先日、山陽新幹線のこだま号を利用した際、新大阪方面の先頭車両で子供向けの体験型の運転台を見つけた。
JR西日本によると平成21年9月から500系車両に設置され、新大阪~博多の一部のこだま号で運用に着いているという。
実物を再現した運転台に加え、壁全体のイメージ写真は子供たちに夢を与えている。
設置されている車両は自由席車なので自由席券があれば誰でも利用できる。
【写真】子供向けの疑似運転台が設置された山陽新幹線の車内
これを乗り物×子供の夢と言うならば、乗り物×観光という発想ではトロッコ列車をはじめ、車窓の景色を楽しめる座席配置など工夫されたものが各地にある。

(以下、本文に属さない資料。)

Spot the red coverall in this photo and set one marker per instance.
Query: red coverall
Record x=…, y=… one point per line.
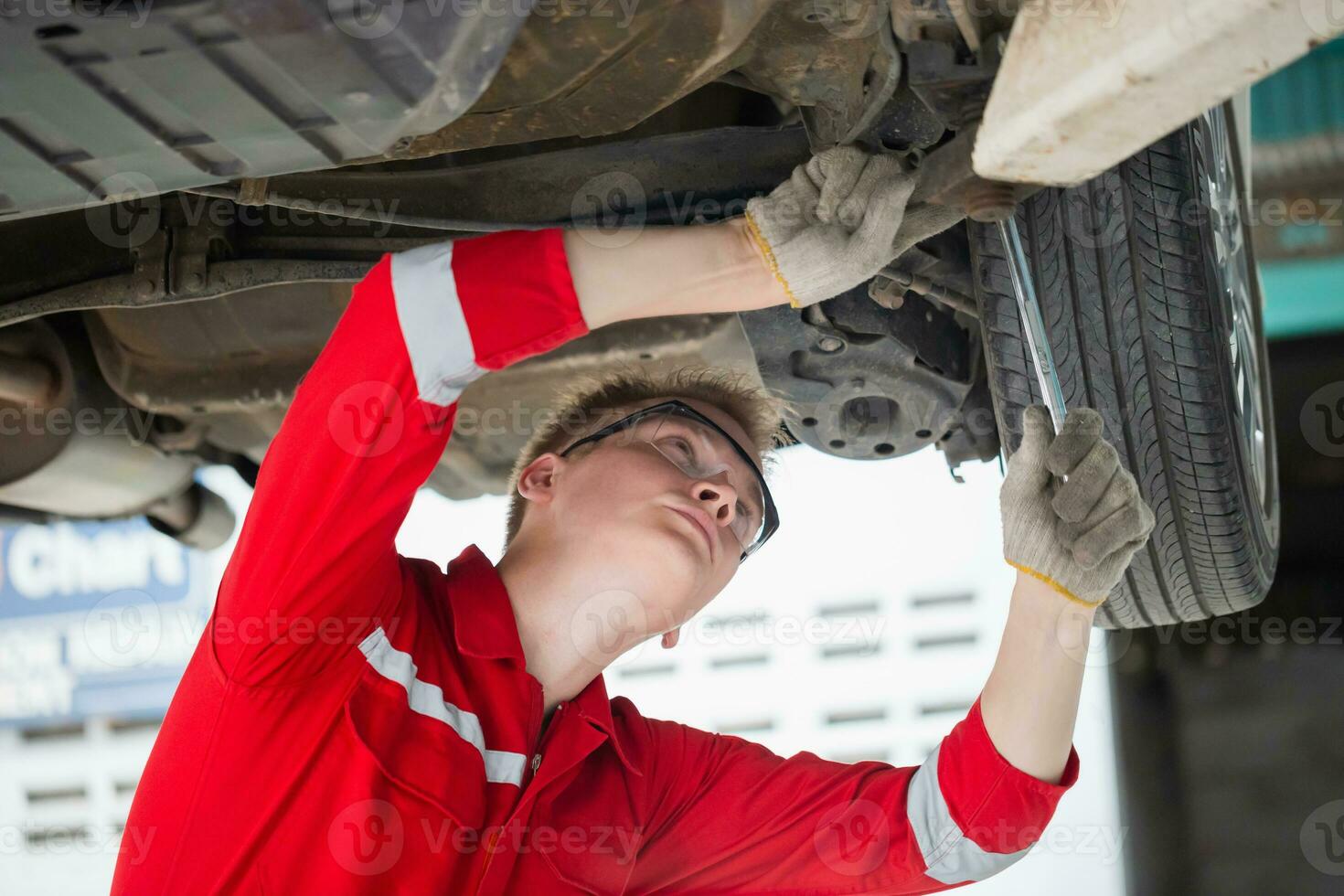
x=357, y=721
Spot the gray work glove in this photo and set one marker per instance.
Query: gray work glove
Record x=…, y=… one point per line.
x=1075, y=535
x=839, y=220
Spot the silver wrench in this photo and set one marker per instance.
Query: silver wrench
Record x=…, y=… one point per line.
x=1032, y=321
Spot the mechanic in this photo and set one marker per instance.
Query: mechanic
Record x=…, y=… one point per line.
x=359, y=721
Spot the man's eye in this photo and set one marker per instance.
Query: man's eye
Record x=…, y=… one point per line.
x=682, y=446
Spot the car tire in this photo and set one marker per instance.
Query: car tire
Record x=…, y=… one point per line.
x=1152, y=305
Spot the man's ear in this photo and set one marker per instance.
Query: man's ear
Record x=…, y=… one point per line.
x=538, y=480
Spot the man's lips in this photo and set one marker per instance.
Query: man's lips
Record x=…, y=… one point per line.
x=703, y=526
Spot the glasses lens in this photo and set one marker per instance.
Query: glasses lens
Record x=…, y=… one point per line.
x=703, y=453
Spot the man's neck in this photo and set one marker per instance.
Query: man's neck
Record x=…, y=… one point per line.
x=546, y=595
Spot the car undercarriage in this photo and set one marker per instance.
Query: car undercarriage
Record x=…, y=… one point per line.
x=187, y=203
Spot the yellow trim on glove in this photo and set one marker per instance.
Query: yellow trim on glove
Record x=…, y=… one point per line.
x=769, y=258
x=1054, y=584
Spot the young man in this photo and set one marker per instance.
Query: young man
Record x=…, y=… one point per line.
x=357, y=721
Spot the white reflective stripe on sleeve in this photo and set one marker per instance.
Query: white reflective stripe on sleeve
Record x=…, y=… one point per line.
x=952, y=858
x=433, y=326
x=428, y=699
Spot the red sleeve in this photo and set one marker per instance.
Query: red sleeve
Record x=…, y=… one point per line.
x=729, y=816
x=315, y=564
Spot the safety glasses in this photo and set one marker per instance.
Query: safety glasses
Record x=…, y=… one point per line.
x=700, y=449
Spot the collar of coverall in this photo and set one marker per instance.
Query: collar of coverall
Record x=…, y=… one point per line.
x=476, y=592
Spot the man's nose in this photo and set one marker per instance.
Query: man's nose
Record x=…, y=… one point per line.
x=718, y=498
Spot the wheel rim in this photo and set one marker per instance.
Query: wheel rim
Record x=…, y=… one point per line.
x=1232, y=271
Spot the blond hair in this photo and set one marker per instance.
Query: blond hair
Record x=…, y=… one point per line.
x=588, y=403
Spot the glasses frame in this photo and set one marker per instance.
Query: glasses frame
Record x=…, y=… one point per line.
x=768, y=511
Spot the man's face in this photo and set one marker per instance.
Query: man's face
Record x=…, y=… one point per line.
x=669, y=535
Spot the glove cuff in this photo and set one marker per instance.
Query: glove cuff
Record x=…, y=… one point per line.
x=763, y=245
x=1057, y=586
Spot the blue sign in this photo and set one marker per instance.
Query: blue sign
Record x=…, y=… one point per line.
x=97, y=618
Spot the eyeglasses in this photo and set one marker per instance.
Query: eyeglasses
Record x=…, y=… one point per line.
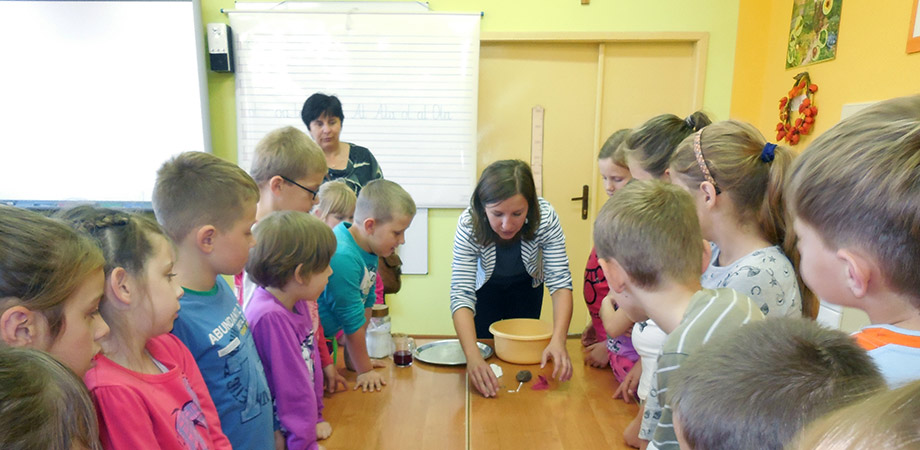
x=299, y=185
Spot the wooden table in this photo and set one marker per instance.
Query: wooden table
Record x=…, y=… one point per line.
x=434, y=407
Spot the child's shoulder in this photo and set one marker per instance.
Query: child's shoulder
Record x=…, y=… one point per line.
x=711, y=312
x=878, y=335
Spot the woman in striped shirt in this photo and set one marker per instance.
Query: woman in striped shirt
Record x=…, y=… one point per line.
x=508, y=244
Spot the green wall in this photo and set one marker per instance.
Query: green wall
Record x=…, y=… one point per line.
x=422, y=306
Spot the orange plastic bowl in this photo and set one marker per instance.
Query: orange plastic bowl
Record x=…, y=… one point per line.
x=521, y=341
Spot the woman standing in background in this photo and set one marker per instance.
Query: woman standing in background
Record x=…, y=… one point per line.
x=353, y=164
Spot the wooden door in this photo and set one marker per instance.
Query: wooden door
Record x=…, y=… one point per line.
x=588, y=90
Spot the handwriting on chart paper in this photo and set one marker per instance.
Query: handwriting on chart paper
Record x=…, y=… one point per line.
x=379, y=111
x=401, y=112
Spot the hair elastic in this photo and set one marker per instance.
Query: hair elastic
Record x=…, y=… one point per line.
x=698, y=151
x=768, y=153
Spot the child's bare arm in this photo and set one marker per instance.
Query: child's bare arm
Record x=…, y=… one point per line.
x=616, y=322
x=368, y=379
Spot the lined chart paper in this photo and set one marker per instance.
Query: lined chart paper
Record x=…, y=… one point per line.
x=408, y=83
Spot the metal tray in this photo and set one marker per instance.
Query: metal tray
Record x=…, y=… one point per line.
x=447, y=352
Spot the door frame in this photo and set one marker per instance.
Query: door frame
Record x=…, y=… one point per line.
x=699, y=41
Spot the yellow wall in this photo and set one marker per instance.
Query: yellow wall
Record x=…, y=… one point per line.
x=871, y=65
x=871, y=62
x=421, y=307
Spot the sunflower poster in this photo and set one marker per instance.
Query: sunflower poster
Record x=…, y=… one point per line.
x=813, y=32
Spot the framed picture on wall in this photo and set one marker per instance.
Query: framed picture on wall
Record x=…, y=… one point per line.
x=813, y=32
x=913, y=37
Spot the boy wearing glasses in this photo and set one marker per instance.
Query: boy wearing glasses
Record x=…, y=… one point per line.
x=289, y=167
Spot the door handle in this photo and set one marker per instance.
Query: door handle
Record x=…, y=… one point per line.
x=584, y=202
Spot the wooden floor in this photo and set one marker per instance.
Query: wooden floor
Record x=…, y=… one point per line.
x=432, y=407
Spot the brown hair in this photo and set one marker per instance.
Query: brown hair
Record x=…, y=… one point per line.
x=733, y=151
x=858, y=185
x=196, y=188
x=381, y=200
x=43, y=405
x=287, y=152
x=125, y=240
x=335, y=197
x=653, y=143
x=42, y=263
x=614, y=149
x=651, y=229
x=285, y=239
x=756, y=386
x=500, y=181
x=887, y=420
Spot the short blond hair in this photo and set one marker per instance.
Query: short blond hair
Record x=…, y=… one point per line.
x=195, y=188
x=614, y=147
x=42, y=263
x=284, y=240
x=383, y=200
x=335, y=197
x=287, y=152
x=858, y=185
x=651, y=229
x=887, y=420
x=735, y=392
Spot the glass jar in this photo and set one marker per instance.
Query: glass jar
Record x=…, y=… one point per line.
x=379, y=339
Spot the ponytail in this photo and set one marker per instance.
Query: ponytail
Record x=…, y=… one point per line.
x=751, y=172
x=653, y=143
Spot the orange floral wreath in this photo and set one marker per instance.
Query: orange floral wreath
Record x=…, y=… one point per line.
x=801, y=97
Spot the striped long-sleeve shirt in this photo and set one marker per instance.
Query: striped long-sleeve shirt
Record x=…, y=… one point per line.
x=544, y=258
x=711, y=312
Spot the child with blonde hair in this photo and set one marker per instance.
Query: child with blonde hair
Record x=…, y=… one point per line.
x=650, y=247
x=208, y=206
x=736, y=179
x=603, y=348
x=887, y=420
x=43, y=405
x=290, y=263
x=289, y=169
x=51, y=283
x=146, y=386
x=855, y=196
x=648, y=151
x=383, y=212
x=736, y=392
x=336, y=203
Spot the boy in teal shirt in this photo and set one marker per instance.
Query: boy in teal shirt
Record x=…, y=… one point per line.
x=383, y=212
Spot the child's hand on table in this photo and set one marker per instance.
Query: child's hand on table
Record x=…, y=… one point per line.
x=323, y=430
x=484, y=380
x=588, y=336
x=370, y=381
x=562, y=365
x=333, y=379
x=596, y=355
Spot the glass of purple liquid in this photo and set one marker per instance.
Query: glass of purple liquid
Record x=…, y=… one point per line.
x=404, y=348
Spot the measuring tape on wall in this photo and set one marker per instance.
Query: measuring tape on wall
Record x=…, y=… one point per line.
x=536, y=147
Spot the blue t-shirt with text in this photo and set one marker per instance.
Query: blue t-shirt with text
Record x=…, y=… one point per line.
x=211, y=324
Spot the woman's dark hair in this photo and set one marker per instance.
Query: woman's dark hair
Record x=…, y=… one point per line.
x=319, y=104
x=500, y=181
x=653, y=143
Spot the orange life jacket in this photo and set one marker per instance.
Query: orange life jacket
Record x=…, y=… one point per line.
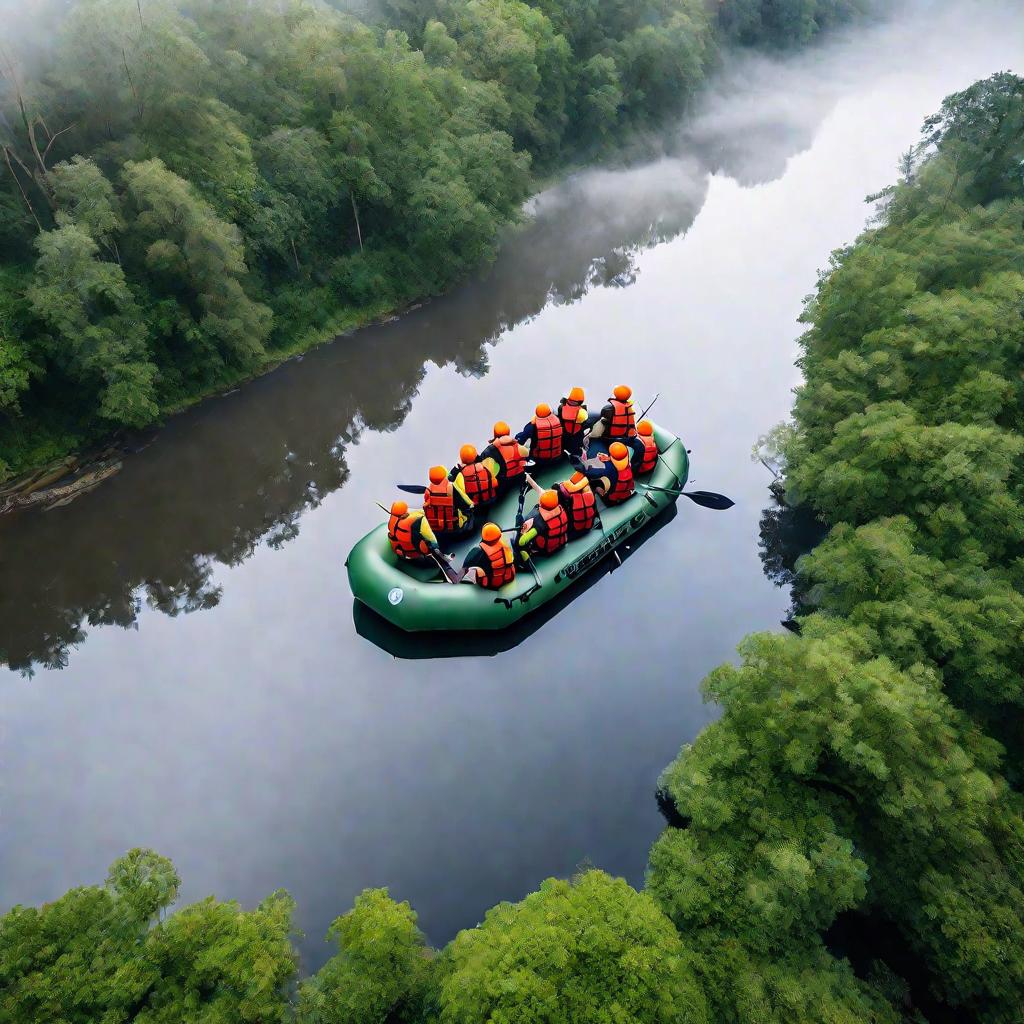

乗り物×高級ホテルとしては来年10月から九州を一周する豪華な寝台列車として運用が開始される、日本初のクルーズトレイン「ななつ星 in 九州」は旅好きな方やファンの注目の的だ。
優等列車やトロッコ列車は利用者の目的意識があってこそ利用され、旅を演出する役割が発揮されるもの。
和歌山電鐵貴志川線の「いちご電車」や「たま電車」「おもちゃ電車」は特別な料金を払わなくても乗車できる、いわば日常的な存在。
通勤、通学や買い物で、沿線地域の宝や鉄道会社の施策をコンセプトとして表現された空間を日常生活で体感できる例は数少なく、県外の方から羨ましいとよく言われる。
沿線住民にとって安らぎの空間を、観光客には旅を演出し目的地へエスコートしてくれる同列車に乗って、今までと違った目線で和歌山を見つめていきたい。